In a discussion yesterday, we explored the limitations of current technology in terms of kinesthetic immersion in virtual worlds. While Virtual Reality has a few answers in terms of mirroring and rendering visualization of 3D human motion, these systems are hard to implement in practice.
For example, a user exploring a virtual world may need to pick up an object and perform certain actions on it. While this is intuitive in physical settings, the virtual world immersion, using SecondLife like platforms, needs to substitute point and click or keyboard measures to actualize the visualization. For example, using the keyboard to move hands in a particular direction.
While this may be interesting to program in a virtual world, the very process of translating human actions such as turning a screw may be extremely arduous and counter-intuitive to do through a sequence of keyboard actions.
Rather the approach could be to choose from a set of predefined actions in an intelligent manner. For this the objects and the ecology containing these objects would need to be intelligent enough to suggest the possible “ideal action paths” – e.g. can’t use a hammer to unscrew an assembly – while allowing learners to make mistakes in a safe manner.
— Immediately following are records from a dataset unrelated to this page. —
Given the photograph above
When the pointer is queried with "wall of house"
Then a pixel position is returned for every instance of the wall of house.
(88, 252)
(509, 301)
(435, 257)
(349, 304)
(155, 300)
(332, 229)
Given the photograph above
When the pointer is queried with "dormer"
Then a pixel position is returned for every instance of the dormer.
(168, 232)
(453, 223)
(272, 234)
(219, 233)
Virtual worlds such as SecondLife or those created using a host of other platforms may evolve to more kinesthetic immersion with pervasive developments in motion sensing input devices. I heard that Nintendo Wii provided such an experience (boxing game) and am hoping to try it out soon. Also that Logitech is coming out with a device that can capture motion information.
With ubiquity becoming a key focus in learning, devices will need to evolve to provide kinesthetic immersion. This will virtually revolutionize the learning experiences that depend on kinesthetics to provide much of the learning impact.